Paris « ouvert aux pourparlers » sur les droits de pêche si Londres « respecte les obligations du Royaume-Uni », a déclaré le Premier ministre français, alors qu’un chalutier britannique était détenu

« Nous sommes toujours ouverts aux discussions – matin, après-midi et soir » Castex a déclaré aux journalistes lors d’un déplacement dans la région côtière du Morbihan, en Bretagne, jeudi. Dire que « les Britanniques doivent respecter leurs obligations », le Premier ministre a également noté que les engagements pertinents avaient été confirmés par écrit et devaient être respectés.

« Nous veillerons à ce que nos intérêts soient respectés et que la parole donnée soit respectée », dit Castex.

Plus tôt jeudi, la ministre française de la Maritime, Annick Girardin, a déclaré qu’un navire britannique avait été arrêté en raison de l’absence d’un permis valide pour opérer dans les eaux françaises. Un deuxième navire a reçu un avertissement des autorités françaises, et les deux ont été condamnés à une amende. Le ministre a lié les incidents à la querelle entre la France et le Royaume-Uni au sujet des licences de pêche dans la Manche.

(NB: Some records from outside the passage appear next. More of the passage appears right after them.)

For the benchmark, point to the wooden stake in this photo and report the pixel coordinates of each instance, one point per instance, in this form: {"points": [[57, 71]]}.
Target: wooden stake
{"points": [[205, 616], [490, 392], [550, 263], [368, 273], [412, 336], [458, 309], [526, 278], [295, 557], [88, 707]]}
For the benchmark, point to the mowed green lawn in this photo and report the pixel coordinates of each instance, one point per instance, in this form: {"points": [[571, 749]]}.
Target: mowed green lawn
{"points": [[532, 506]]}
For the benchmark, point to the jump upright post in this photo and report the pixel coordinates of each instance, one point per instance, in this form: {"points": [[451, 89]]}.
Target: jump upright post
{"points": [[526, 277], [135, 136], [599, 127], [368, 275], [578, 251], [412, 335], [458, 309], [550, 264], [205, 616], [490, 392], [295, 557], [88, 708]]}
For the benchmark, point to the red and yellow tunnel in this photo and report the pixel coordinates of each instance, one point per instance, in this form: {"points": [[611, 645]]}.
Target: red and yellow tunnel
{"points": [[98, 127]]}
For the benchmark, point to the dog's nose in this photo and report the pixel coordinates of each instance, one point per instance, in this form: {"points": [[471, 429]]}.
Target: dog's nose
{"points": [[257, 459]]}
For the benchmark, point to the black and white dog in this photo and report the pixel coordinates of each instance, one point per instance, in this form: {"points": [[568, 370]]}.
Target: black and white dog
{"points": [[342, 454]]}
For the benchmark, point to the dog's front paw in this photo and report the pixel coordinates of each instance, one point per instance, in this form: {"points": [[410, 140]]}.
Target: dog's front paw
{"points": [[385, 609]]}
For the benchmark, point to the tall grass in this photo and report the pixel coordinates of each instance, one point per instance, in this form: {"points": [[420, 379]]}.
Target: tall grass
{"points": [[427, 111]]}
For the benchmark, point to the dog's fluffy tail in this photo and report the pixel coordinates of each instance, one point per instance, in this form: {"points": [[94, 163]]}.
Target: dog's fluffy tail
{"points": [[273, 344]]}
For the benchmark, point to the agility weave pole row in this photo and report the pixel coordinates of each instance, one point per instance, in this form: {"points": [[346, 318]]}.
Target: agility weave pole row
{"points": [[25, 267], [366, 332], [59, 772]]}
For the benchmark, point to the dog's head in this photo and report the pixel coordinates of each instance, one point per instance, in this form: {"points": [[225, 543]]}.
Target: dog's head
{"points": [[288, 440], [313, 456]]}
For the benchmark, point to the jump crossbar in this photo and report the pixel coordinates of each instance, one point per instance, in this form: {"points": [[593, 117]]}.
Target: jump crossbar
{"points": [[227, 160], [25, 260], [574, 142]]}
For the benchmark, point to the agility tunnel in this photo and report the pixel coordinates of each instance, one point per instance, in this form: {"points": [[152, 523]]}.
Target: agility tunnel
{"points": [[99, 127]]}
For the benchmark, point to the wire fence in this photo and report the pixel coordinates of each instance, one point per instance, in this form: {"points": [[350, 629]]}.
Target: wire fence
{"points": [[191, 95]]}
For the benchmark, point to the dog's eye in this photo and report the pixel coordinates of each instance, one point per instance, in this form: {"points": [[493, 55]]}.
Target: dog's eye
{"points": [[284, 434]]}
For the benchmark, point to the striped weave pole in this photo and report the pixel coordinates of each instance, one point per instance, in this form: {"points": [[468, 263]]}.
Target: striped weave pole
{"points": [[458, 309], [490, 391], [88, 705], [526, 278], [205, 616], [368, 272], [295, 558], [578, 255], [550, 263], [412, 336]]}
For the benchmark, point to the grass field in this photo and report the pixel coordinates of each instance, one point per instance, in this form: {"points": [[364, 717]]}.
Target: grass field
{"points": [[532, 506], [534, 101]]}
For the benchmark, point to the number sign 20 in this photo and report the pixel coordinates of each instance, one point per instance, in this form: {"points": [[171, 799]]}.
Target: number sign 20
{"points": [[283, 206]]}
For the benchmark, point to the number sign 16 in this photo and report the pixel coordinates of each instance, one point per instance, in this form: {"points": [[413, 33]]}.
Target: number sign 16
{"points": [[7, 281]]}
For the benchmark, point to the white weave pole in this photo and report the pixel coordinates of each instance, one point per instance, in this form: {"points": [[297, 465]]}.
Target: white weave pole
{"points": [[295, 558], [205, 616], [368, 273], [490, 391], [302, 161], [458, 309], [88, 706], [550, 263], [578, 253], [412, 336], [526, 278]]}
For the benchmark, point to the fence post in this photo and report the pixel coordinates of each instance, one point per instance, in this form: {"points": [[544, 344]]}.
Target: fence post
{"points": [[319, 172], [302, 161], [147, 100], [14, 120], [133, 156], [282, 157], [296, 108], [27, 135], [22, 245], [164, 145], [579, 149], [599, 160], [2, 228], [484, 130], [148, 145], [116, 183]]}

La France affirme que le Royaume-Uni ne remplit pas ses obligations convenues dans le cadre de l’Accord de commerce et de coopération UE-Royaume-Uni (ATC) et que les autorités britanniques n’ont délivré que la moitié du nombre total de licences auxquelles les pêcheurs français avaient droit. Paris a averti Londres que si le différend n’était pas résolu d’ici le 2 novembre, les marchandises britanniques transportées via la France seraient soumises à des contrôles douaniers renforcés.

Le ministre britannique de l’Intérieur, Priti Patel, a appelé la situation concernant le chalutier « décevant, » et a insisté sur le fait que le Royaume-Uni « a rempli toutes nos obligations en vertu de la TCA ». Cependant, a-t-elle déclaré, les discussions sur la question se poursuivraient.

Le propriétaire du navire détenu, Macduff Shellfish, a déclaré que l’activité du navire était légale et que le chalutier avait simplement été « rattrapé » dans la rangée d’escalade. Dans une déclaration publiée sur son site Internet et citée par les médias britanniques, la société écossaise s’est engagée à défendre ses droits et a appelé le gouvernement britannique à apporter son aide pour résoudre les problèmes.